Theses and Programs for Further Work
The analysis presented shows that the technologies of the new intellectual era, such as large language models (LLMs) and data vectorization, are not merely tools but objects that require fundamental research. Based on the conclusions above, the following work program is formulated, aimed at establishing a solid theoretical and practical foundation for the upcoming era.
The primary task is to develop a rigorous conceptual framework that describes the structure and processes of working with knowledge. This includes:
  • Formalizing the "data — information—knowledge" hierarchy.
  • A systematic description of the transformation operations and procedures at each level (e.g., recognition, interpretation, understanding, synthesis).
  • Defining the roles and functions of various elements, such as material, carrier, tool, context, and purpose, in the process of creating and applying knowledge.

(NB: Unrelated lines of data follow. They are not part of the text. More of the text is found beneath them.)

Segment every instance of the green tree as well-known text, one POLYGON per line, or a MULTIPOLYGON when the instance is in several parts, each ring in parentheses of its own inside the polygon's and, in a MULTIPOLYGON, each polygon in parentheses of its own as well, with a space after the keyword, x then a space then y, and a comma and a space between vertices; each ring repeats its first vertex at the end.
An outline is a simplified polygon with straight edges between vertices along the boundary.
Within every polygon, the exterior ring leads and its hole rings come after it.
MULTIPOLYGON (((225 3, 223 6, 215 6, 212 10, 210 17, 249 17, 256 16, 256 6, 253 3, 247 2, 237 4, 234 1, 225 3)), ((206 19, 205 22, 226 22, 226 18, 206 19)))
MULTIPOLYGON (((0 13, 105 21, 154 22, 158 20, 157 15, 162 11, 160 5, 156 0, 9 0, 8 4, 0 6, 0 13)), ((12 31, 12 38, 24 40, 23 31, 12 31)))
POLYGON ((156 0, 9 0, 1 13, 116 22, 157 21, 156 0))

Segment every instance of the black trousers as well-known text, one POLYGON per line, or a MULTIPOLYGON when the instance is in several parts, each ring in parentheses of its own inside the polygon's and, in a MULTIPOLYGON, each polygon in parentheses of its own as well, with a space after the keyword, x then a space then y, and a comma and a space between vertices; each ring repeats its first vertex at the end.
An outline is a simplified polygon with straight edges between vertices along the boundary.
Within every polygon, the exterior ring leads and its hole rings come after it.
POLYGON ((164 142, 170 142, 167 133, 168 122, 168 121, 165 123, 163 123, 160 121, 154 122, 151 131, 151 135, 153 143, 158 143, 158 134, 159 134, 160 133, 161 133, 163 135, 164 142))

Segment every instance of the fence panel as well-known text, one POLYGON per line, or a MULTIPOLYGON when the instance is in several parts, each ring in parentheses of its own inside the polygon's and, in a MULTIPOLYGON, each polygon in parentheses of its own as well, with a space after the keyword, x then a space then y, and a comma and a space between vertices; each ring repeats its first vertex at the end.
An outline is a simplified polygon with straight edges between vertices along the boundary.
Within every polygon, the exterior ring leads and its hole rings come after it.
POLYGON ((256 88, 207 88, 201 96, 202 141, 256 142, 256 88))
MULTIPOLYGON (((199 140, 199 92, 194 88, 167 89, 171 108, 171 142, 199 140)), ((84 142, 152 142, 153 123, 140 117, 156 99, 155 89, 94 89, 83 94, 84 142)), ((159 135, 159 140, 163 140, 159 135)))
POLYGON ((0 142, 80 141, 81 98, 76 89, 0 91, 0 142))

The methodological basis is a systematic analysis of the transformation of these structures from one era to another.
Direction 1: Building an Ontology of Knowledge
Direction 2: Analysis of the Transformational Impact of Intellectual Technologies.
It is necessary to investigate how specific technologies, such as large language models (LLMs), generative AI, and vector representations, alter the existing structures of knowledge processing. This includes:
  • Defining the new types of operations that become possible thanks to these technologies.
  • Analyzing the transformation of cognitive processes (observation, conceptualization, verification).
  • Designing new models of interaction between humans and intellectual agents in the processes of creating and using knowledge.